Todo comenzó con un cuento que
quizás le escribí. Continuó con los que él efectivamente escribió, robándose
pedacitos de gente, exaltándolos, deformándolos. Se acentúa con textos antiguos
que les escribí a hombres insignificantes que amé y embellecí con mis palabras.
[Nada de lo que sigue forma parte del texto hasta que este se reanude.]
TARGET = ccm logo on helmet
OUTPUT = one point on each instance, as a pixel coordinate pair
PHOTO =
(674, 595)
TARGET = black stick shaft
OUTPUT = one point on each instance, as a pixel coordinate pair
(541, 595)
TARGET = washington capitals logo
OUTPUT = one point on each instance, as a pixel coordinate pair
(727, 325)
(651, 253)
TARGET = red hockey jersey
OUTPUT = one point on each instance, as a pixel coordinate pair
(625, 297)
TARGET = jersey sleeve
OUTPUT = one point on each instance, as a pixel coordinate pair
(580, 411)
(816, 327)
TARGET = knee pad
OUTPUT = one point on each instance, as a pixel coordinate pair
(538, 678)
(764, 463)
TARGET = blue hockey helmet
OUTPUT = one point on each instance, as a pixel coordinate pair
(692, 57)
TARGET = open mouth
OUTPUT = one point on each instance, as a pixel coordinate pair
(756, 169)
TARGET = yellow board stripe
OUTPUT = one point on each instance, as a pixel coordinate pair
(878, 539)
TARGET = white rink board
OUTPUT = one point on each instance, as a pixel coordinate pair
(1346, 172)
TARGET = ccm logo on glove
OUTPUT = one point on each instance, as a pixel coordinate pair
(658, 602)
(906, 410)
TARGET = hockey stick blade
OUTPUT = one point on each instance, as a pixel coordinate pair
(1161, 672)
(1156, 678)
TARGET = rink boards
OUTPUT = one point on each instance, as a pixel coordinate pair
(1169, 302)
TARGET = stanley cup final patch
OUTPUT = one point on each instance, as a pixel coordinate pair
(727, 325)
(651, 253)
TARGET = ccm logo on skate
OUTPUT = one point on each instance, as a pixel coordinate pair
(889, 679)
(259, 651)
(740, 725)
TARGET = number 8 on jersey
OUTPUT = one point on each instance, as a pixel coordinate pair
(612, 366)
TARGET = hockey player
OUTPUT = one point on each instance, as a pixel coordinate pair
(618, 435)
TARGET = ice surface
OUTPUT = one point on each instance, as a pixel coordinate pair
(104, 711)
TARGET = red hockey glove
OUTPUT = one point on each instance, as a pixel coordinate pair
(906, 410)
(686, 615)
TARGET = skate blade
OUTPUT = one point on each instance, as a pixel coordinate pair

Y se evidenció con los poemas que él admira y sueña haber escrito.
Sus
ojos amarrados a los míos y sus labios saboreando cada verso, queriendo que
entibiaran mi piel, incrédula aún, no puede ser, debo estar imaginando esto,
debo estar exagerando la percepción, un hombre adulto, inteligente, atractivo,
amante de la literatura como él no puede estar seriamente tratando de
aproximarse coquetamente a una chiquilla que nació cuando él estaba en segundo
año de abogacía…
-¿Te
das cuenta que es evidente que, si estuviéramos solos en este momento,
estaríamos desnudos?
El restaurant
enmudeció y sólo escuché el trinar de su copa al tocar la mía, despertándome
del sopor de la vida a una realidad que ocurre mientras todos trabajan, comen y
aman normalmente, que se desarrolla paralela y escasa, y que sólo sospechamos
al gozarla en películas y novelas, como espectadores siempre.
Siempre, pero
no esa noche de vino, donde fuimos personajes principales y único elenco.
Fui consciente
entonces del juego de mi pelo, de mis dedos en la boca, de mi sonrisa
provocadora, de mi escote perverso; de sus palabras como hechizos, de su cuerpo
atlético, de su corazón herido, de la ironía como defensa, de su mano en la
mía, de su sed intensa.
Y fui el vino,
burdeo en mis labios, sin derramarse en los suyos, como una leve tortura de
emperatriz. Entonces, él dejó de ser hombre y fue espejo, al mirarlo no veía
nada más que mi reflejo, mi figura exaltada, mis pestañas de Cleopatra.
Todo lo
atractivo de él era yo misma, y si tocaba su mano era por sentir mis dedos
hábiles, si le dirigía algún elogio era sólo por escuchar mi voz, si confesaba
mi corazón era sólo por convertirlo en mi esclavo. Y me vi.
Hombre, eres
útil más allá de los placeres del cuerpo, eres accesorio que me muestra quién
soy, quién puedo ser.
Sentí el Carménère
de mi sangre, uvas en mi boca, el viento en mi vestido, la tierra sometiéndose
a mis pies. Yo era dueña de ese lugar, podría romper las copas si quisiera,
subirme taconeando a la mesa, desnudarme y gritar: espejito, espejito, ¿quién
es en la tierra, de todas, la más bella?
-Quisiera
alargar este prólogo para siempre –me dijiste, pero en mi pecho este era el
clímax, no hay nada que puedas ofrecerme más fascinante que lo que ya me revelaste,
y eso te hace mágico, espejito mágico.